The MSMEs — small and medium-sized businesses — are a world apart, the guajiro continues, clarifying that while it’s possible to get bread and some other foodstuffs there, the prices aren’t always affordable. “We’re getting by with their bread, at 350 pesos a bag, and we have to eat because otherwise we’ll die.”
Many other problems plague the residents of Flor de Itabo, who have been without running water for about three months because the turbine is broken. “They haven’t said anything, there’s no solution.” When a water truck arrives, many take advantage of the situation to load buckets and tanks that they later resell. “I live on the third floor and buy my little bit of water so I don’t starve to death,” he says. A large tankful, for example, costs 1,000 pesos; but the buckets cost less, he adds.

“There are poor people, and there are people who have the budget and give 1,000, but I give as much as I can, and that’s how we get by little by little. We can’t do anything else.” He does the same with coal. “When the power goes out, I have to go and buy a sack, which costs 1,000 pesos more. There’s no life,” he says, resigned.
Pedro has no hope that things in the village will improve anytime soon. “Who do we complain to? No one. Where? We have no choice but to go to those expensive MSMEs. Money doesn’t fall from the sky. Many are doing well because they have their own little business, but others can’t afford it. It’s never a level playing field,” he laments.

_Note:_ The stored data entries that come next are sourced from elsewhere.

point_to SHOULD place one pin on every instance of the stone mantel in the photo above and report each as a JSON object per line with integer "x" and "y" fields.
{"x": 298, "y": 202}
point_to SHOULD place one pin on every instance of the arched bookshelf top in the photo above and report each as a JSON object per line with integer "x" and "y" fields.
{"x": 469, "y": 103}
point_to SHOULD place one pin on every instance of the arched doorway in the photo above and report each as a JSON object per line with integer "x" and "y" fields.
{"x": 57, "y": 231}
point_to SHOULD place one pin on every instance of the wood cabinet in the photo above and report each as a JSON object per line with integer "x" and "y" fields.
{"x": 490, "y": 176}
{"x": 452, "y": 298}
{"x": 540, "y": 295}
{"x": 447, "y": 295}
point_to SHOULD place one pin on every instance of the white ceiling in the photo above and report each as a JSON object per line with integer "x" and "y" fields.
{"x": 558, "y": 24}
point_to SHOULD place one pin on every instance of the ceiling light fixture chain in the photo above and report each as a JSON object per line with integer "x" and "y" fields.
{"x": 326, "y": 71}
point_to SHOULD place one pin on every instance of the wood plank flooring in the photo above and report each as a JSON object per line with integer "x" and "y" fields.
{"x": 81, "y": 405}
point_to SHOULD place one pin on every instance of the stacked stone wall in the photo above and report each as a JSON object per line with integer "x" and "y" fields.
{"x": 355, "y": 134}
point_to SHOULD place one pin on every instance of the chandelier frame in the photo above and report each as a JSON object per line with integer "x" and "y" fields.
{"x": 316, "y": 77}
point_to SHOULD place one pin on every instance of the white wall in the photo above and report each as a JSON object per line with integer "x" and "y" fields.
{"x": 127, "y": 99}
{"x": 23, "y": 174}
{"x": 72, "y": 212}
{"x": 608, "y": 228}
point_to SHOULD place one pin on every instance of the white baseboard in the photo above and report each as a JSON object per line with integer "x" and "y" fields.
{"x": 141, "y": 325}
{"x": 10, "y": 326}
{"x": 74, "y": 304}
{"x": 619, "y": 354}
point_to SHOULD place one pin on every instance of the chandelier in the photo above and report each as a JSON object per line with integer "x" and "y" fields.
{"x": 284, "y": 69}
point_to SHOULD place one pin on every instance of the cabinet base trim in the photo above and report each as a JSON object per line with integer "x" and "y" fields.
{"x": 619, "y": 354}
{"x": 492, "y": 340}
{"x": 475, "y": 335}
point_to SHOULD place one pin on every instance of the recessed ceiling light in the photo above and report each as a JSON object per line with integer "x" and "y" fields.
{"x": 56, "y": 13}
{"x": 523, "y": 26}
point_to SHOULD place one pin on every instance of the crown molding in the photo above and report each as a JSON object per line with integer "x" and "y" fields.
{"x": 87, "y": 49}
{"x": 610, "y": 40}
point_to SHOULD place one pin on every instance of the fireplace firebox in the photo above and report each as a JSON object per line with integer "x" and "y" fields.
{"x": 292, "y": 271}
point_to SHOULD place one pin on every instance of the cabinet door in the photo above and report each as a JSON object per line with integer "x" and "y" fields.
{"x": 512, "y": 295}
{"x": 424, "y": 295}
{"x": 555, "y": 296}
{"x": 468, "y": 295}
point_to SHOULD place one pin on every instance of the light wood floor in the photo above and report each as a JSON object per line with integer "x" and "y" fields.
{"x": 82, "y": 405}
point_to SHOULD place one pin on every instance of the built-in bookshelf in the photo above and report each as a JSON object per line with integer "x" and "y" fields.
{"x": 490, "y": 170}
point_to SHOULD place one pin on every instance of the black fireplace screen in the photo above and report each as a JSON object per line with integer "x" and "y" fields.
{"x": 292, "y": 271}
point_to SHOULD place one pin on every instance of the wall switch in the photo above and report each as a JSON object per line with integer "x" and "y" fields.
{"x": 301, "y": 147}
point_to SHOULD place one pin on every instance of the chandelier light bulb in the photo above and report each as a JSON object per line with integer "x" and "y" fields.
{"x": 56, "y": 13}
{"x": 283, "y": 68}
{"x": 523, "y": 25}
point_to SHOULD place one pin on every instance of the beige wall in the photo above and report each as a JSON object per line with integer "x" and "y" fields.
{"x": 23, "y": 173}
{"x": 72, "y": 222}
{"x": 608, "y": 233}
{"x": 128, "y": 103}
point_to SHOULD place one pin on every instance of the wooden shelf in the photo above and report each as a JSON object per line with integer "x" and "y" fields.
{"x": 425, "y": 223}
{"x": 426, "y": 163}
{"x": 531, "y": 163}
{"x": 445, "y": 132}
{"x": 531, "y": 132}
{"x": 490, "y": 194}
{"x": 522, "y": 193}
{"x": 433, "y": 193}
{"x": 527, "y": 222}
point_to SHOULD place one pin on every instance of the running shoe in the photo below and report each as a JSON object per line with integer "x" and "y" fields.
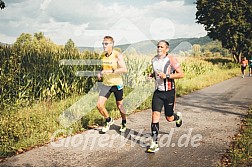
{"x": 153, "y": 147}
{"x": 123, "y": 128}
{"x": 179, "y": 121}
{"x": 107, "y": 126}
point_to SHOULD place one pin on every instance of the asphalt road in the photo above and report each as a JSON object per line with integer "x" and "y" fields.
{"x": 211, "y": 117}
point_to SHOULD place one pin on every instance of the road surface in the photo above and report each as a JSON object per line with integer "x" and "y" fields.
{"x": 211, "y": 117}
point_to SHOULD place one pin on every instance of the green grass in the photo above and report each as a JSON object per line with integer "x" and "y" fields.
{"x": 24, "y": 128}
{"x": 240, "y": 151}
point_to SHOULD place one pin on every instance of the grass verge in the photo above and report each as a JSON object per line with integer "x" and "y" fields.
{"x": 240, "y": 151}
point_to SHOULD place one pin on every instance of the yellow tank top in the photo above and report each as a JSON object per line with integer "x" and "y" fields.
{"x": 109, "y": 63}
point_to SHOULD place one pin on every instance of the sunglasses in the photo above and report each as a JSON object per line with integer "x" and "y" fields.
{"x": 106, "y": 43}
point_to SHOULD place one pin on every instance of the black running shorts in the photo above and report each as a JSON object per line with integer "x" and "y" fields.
{"x": 107, "y": 90}
{"x": 164, "y": 99}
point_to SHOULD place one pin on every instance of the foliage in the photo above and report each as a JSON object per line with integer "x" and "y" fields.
{"x": 2, "y": 4}
{"x": 240, "y": 151}
{"x": 228, "y": 21}
{"x": 31, "y": 70}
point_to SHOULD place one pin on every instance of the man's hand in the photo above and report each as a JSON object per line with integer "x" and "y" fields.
{"x": 161, "y": 74}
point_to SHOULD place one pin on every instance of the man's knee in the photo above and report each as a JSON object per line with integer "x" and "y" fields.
{"x": 99, "y": 106}
{"x": 169, "y": 118}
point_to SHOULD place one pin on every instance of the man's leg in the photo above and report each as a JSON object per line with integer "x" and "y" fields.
{"x": 104, "y": 94}
{"x": 101, "y": 106}
{"x": 169, "y": 109}
{"x": 157, "y": 105}
{"x": 123, "y": 115}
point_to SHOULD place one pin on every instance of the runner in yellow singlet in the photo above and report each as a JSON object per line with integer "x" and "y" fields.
{"x": 113, "y": 66}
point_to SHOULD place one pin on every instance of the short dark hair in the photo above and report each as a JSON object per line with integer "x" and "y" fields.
{"x": 164, "y": 41}
{"x": 109, "y": 37}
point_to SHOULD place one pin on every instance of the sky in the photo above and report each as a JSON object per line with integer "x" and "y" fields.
{"x": 86, "y": 22}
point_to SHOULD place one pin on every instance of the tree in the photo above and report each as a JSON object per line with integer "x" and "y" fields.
{"x": 2, "y": 4}
{"x": 229, "y": 21}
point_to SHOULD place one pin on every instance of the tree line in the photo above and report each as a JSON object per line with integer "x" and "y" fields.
{"x": 229, "y": 21}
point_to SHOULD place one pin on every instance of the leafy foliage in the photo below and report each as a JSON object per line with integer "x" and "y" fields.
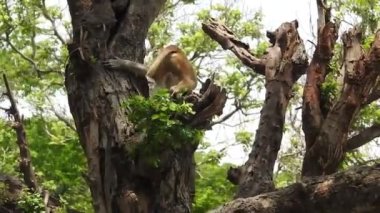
{"x": 31, "y": 202}
{"x": 212, "y": 187}
{"x": 158, "y": 119}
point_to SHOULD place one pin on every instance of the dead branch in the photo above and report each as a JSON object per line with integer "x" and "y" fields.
{"x": 225, "y": 37}
{"x": 354, "y": 188}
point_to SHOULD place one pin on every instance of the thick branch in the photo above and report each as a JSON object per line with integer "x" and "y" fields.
{"x": 356, "y": 190}
{"x": 285, "y": 62}
{"x": 361, "y": 72}
{"x": 225, "y": 37}
{"x": 26, "y": 167}
{"x": 363, "y": 137}
{"x": 312, "y": 116}
{"x": 373, "y": 96}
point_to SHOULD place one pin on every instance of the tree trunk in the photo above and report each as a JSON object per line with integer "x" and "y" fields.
{"x": 284, "y": 63}
{"x": 119, "y": 183}
{"x": 356, "y": 190}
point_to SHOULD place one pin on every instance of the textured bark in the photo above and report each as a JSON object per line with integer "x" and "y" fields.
{"x": 26, "y": 167}
{"x": 10, "y": 192}
{"x": 118, "y": 181}
{"x": 354, "y": 191}
{"x": 312, "y": 116}
{"x": 284, "y": 63}
{"x": 363, "y": 137}
{"x": 361, "y": 71}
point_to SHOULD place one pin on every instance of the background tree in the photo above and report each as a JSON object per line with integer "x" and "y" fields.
{"x": 35, "y": 65}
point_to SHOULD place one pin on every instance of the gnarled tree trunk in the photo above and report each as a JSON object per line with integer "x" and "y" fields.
{"x": 118, "y": 181}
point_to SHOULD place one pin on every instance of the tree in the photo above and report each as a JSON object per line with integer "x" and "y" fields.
{"x": 123, "y": 178}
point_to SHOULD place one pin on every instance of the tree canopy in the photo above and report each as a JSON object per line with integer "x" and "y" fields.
{"x": 303, "y": 114}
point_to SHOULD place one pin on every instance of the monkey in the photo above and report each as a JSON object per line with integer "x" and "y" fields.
{"x": 171, "y": 70}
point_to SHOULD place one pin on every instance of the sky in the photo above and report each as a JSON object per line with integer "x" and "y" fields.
{"x": 274, "y": 13}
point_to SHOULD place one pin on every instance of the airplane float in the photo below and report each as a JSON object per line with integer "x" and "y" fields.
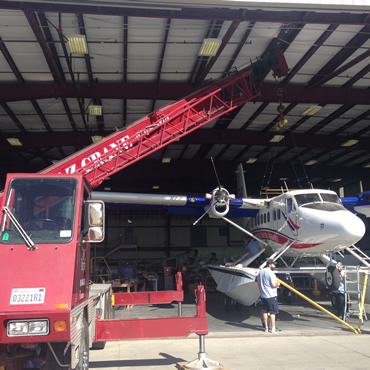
{"x": 298, "y": 223}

Few people in the town are willing to give their opinion when asked by this newspaper. “Telling the truth makes you unpopular. Then you keep quiet, because you could end up in jail. Things are incredibly bad here,” but, Pedro argues, over time they’ve grown accustomed to neglect. “Not me. I’m 65, it doesn’t matter if I die tomorrow, but there’s still a town.”
The village’s children are one of Pedro’s concerns, as he claims the school lacks teachers to teach the few children. Third and fourth grades, he points out, are taught together, as if they were in the same class. And the park, “cramped,” as he tediously describes it, is also useless for them to play in their free time. For recess, they only have a patch of reddish land, with improvised fields made of sticks, which serves as a soccer field.

The blackouts are an issue Pedro prefers not to touch on. Although they continue to cause him headaches, they’re a reality that’s already settled into his routine. “We go up to 20 hours without power. I don’t fight it anymore; that topic doesn’t interest me anymore.”
Sitting under a palm tree, taking advantage of the cool shade, Pedro watches from a distance as several children jump enthusiastically on a trampoline. Below, the owner of that and other children’s games—dreary and rickety, awaiting a child’s attention—rests on a sack.
The calm is almost absolute, interrupted by the occasional laughter of the children, and it also spreads to the animals: a cow grazes impassively, and a dog rests beneath an old tractor. Little blooms in Flor de Itabo, and its residents, accustomed to daily problems, are no exception. Meanwhile, says Pedro, “we ’invent’ and continue to fight; we can’t do anything else.”